Ian Rutledge drove through the countryside with Hamish restive and moody in the back of his mind. Around them in the car the warm air carried the heavy smell of new-mown hay.
The scent of phosgene . . .
Will any of us ever be free of that memory? Rutledge asked himself. Of the silent destroyer that had rolled across the battlefields of the Front in clouds of gas? One learned quickly enough to tell them apart—mustard or phosgene or CNS. But familiarity had made them more terrifying, not less—knowing what they could do.
“It’s no’ the gas I can’t forget,” Hamish said roughly, “but the haying. August fourteen. I didna’ know there was an archduke getting himself killed somewhere in some place I’d no’ heard of. The hay ... and Fiona dusty with it on the wain, and the horses dark with sweat. God, it was fair, that August, and the MacDonalds swearing like wild men because they couldna’ keep up wi’ one MacLeod
“Yes, you told me that, the night—” Rutledge began aloud, and then quickly stopped. Corporal Hamish MacLeod had talked to him about the August haying the night he’d died. In France. Odd that memory turned on something as simple as the smell of new-mown hay!
And yet he was accustomed to answering the voice in his head out of old habit. 1916. The Somme. A bloodbath for months, the toll climbing astronomically, and men so tired their minds simply shut down. Assault after futile assault, and still the German line held.
Set against such appalling losses, one more casualty was insignificant. Yet the death of a young Scottish corporal had inscribed itself on Rutledge’s soul. It was Rutledge who commanded the firing squad that killed him, and Rutledge’s pistol that had delivered the coup de grace in the hour before dawn.

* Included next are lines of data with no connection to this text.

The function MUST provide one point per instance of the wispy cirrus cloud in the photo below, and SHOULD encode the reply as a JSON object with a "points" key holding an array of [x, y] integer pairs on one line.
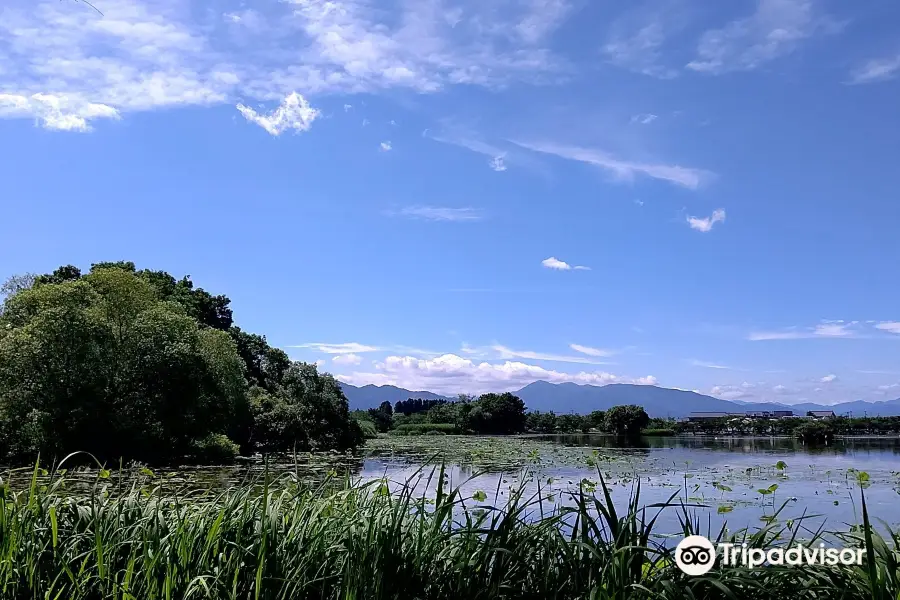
{"points": [[599, 352], [624, 170], [441, 213], [705, 224], [343, 348], [559, 265], [825, 329], [504, 352], [775, 29], [455, 136], [141, 55], [347, 359], [635, 39], [708, 365], [876, 70]]}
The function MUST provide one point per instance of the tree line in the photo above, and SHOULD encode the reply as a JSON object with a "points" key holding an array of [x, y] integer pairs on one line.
{"points": [[138, 365], [501, 414]]}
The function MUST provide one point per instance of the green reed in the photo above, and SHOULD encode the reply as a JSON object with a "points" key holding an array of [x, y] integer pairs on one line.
{"points": [[277, 538]]}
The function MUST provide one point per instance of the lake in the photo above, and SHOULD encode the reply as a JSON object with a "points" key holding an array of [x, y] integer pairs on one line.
{"points": [[725, 475]]}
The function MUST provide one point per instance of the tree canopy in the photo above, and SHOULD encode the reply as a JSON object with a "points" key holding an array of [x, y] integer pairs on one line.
{"points": [[134, 364]]}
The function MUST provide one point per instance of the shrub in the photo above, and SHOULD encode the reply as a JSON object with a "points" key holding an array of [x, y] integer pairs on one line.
{"points": [[658, 432], [420, 428], [215, 448]]}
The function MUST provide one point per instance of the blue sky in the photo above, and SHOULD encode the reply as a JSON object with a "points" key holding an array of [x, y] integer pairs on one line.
{"points": [[470, 196]]}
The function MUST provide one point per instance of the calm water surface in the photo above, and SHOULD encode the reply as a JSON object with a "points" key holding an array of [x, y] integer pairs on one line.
{"points": [[818, 482]]}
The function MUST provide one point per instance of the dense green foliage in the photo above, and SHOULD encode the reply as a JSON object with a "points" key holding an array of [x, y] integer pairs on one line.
{"points": [[627, 420], [415, 405], [130, 364], [278, 540], [815, 432], [426, 428]]}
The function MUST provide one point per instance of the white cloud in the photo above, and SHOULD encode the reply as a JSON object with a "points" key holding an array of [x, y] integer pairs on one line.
{"points": [[708, 365], [634, 41], [705, 224], [293, 113], [504, 352], [828, 329], [622, 169], [143, 55], [452, 374], [542, 18], [877, 69], [55, 112], [347, 359], [559, 265], [775, 29], [889, 326], [835, 329], [591, 351], [644, 119], [441, 213], [465, 139], [732, 392], [346, 348]]}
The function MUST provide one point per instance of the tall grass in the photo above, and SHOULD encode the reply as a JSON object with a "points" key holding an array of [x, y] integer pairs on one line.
{"points": [[279, 539]]}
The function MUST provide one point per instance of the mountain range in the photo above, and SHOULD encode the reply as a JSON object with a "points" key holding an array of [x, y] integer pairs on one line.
{"points": [[657, 401]]}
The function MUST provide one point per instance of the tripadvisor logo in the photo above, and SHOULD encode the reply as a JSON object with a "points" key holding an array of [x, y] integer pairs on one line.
{"points": [[696, 555]]}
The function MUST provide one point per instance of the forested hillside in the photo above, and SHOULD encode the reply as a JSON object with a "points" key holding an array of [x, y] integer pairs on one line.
{"points": [[136, 364]]}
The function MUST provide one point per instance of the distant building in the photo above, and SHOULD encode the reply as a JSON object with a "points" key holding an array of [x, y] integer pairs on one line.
{"points": [[764, 414], [820, 414]]}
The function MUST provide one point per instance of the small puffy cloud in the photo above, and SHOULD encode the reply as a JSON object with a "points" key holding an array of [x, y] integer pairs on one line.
{"points": [[591, 351], [834, 329], [559, 265], [644, 119], [293, 113], [889, 326], [347, 359], [705, 224], [708, 365], [347, 348], [441, 213], [453, 374], [775, 29], [825, 329], [498, 164]]}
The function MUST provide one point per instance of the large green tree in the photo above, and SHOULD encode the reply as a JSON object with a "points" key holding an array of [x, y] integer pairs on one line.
{"points": [[136, 364], [626, 420]]}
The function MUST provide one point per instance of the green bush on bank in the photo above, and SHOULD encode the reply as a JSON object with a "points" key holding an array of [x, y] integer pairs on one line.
{"points": [[134, 364], [279, 540], [425, 428], [661, 432]]}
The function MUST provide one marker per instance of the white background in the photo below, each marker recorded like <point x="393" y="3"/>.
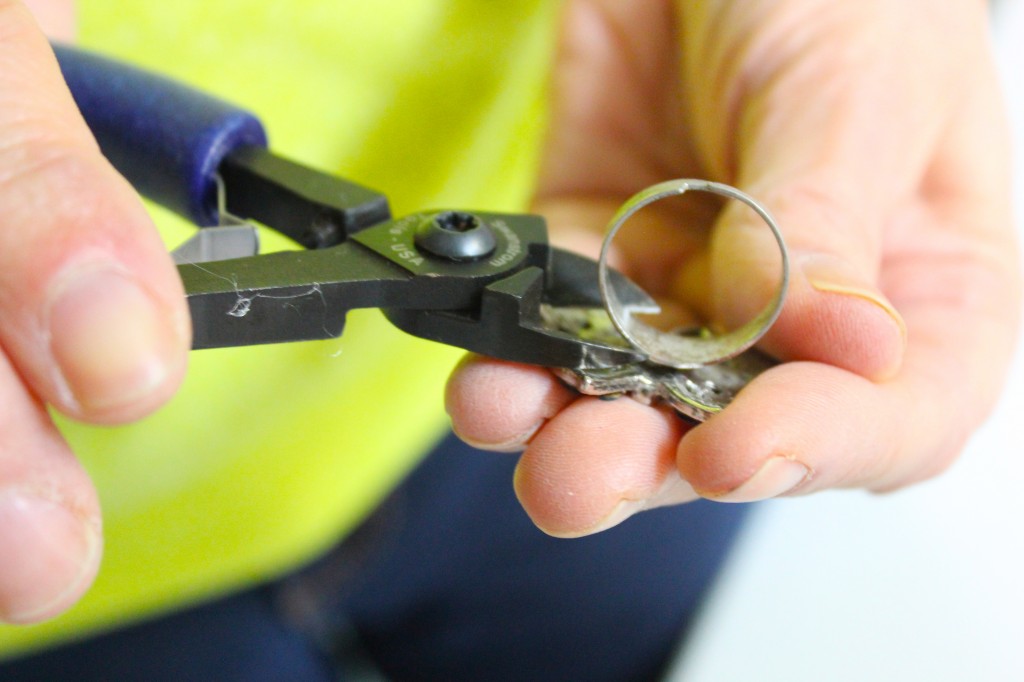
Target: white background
<point x="927" y="584"/>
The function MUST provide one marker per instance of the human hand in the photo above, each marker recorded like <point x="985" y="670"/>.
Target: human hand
<point x="873" y="132"/>
<point x="92" y="318"/>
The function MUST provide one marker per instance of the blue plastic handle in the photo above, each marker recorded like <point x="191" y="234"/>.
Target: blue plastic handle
<point x="166" y="138"/>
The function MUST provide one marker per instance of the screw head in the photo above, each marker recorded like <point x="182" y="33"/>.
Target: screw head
<point x="456" y="236"/>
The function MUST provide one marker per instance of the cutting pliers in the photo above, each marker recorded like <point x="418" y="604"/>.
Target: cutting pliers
<point x="488" y="283"/>
<point x="485" y="282"/>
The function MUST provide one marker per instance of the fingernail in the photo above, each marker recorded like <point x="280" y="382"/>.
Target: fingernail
<point x="777" y="476"/>
<point x="49" y="554"/>
<point x="674" y="491"/>
<point x="835" y="275"/>
<point x="111" y="342"/>
<point x="514" y="444"/>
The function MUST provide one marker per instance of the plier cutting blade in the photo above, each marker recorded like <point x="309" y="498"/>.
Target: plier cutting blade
<point x="484" y="282"/>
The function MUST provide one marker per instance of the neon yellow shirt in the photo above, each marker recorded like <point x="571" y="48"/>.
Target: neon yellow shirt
<point x="268" y="455"/>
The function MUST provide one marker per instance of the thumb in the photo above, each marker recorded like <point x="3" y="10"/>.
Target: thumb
<point x="837" y="170"/>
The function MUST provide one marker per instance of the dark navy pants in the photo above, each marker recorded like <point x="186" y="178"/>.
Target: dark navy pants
<point x="448" y="581"/>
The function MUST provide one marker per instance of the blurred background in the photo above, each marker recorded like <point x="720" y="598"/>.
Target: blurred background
<point x="926" y="584"/>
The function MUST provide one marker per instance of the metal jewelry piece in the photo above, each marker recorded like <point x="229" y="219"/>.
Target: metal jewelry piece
<point x="695" y="393"/>
<point x="686" y="351"/>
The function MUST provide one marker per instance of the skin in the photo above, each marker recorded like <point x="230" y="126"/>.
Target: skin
<point x="872" y="130"/>
<point x="875" y="133"/>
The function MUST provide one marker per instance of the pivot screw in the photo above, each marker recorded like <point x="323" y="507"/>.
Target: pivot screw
<point x="457" y="236"/>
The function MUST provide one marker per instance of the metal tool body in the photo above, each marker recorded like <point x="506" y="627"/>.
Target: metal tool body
<point x="487" y="283"/>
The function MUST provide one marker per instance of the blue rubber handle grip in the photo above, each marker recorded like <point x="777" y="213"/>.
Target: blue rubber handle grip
<point x="166" y="138"/>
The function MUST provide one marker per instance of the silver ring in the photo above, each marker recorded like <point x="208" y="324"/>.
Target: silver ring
<point x="686" y="352"/>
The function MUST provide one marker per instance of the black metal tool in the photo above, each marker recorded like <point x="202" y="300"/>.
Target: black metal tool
<point x="484" y="282"/>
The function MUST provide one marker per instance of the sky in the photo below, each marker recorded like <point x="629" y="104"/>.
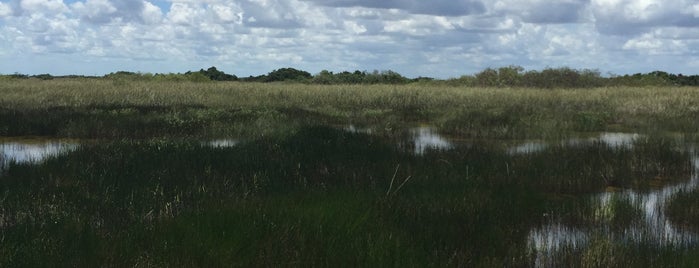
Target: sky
<point x="437" y="38"/>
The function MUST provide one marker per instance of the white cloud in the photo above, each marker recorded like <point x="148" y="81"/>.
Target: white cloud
<point x="5" y="10"/>
<point x="47" y="6"/>
<point x="435" y="38"/>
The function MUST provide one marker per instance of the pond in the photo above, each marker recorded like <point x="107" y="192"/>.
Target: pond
<point x="32" y="150"/>
<point x="540" y="202"/>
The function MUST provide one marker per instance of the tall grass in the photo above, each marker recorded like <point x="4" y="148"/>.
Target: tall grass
<point x="316" y="196"/>
<point x="61" y="106"/>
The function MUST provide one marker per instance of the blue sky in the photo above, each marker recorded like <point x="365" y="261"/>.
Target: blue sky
<point x="439" y="38"/>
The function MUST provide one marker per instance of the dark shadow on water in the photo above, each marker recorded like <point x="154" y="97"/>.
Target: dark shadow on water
<point x="318" y="193"/>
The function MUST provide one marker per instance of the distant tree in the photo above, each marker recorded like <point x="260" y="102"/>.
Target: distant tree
<point x="487" y="78"/>
<point x="325" y="77"/>
<point x="288" y="74"/>
<point x="43" y="76"/>
<point x="215" y="75"/>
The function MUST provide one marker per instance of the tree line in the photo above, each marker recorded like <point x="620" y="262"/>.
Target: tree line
<point x="508" y="76"/>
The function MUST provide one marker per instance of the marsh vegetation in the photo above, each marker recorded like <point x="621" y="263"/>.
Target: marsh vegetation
<point x="144" y="173"/>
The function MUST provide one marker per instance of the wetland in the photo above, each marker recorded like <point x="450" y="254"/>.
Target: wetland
<point x="92" y="174"/>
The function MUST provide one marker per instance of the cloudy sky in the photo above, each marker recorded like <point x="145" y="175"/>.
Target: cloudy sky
<point x="438" y="38"/>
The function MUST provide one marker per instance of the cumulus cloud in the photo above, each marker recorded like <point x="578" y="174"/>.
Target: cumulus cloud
<point x="106" y="11"/>
<point x="627" y="17"/>
<point x="435" y="7"/>
<point x="543" y="12"/>
<point x="438" y="38"/>
<point x="5" y="10"/>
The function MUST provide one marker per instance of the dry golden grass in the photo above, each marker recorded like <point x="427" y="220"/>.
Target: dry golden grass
<point x="454" y="108"/>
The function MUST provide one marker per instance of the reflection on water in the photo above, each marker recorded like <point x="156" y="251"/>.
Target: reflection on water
<point x="354" y="129"/>
<point x="653" y="227"/>
<point x="528" y="148"/>
<point x="611" y="139"/>
<point x="31" y="150"/>
<point x="222" y="143"/>
<point x="425" y="138"/>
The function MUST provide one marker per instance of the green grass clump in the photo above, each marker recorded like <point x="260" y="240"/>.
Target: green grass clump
<point x="682" y="209"/>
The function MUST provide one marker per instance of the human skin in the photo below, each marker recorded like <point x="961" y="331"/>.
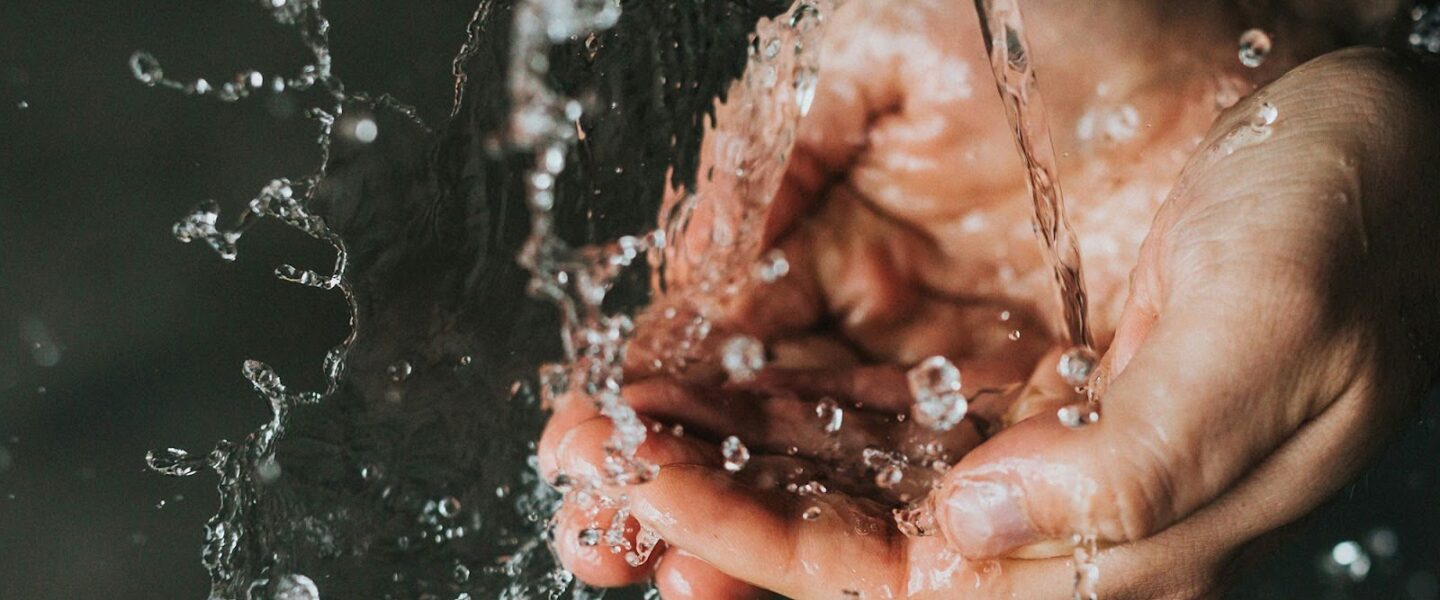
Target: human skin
<point x="1267" y="314"/>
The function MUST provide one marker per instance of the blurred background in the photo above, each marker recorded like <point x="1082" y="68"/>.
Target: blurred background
<point x="115" y="338"/>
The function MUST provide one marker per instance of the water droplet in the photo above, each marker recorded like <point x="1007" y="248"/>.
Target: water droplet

The act had been a military necessity. Hamish MacLeod had refused a direct order in battle; refused to lead his men one last time into certain death. Not cowardice, but exhaustion, and the sheer bloody senselessness of throwing lives away, had broken him. But for the sake of every soldier watching, an example had to be made. For the sake of thousands of men readying for the next assault, and example had to be made. You had to know, facing death, that you could depend on the man next to you, as he depended on you.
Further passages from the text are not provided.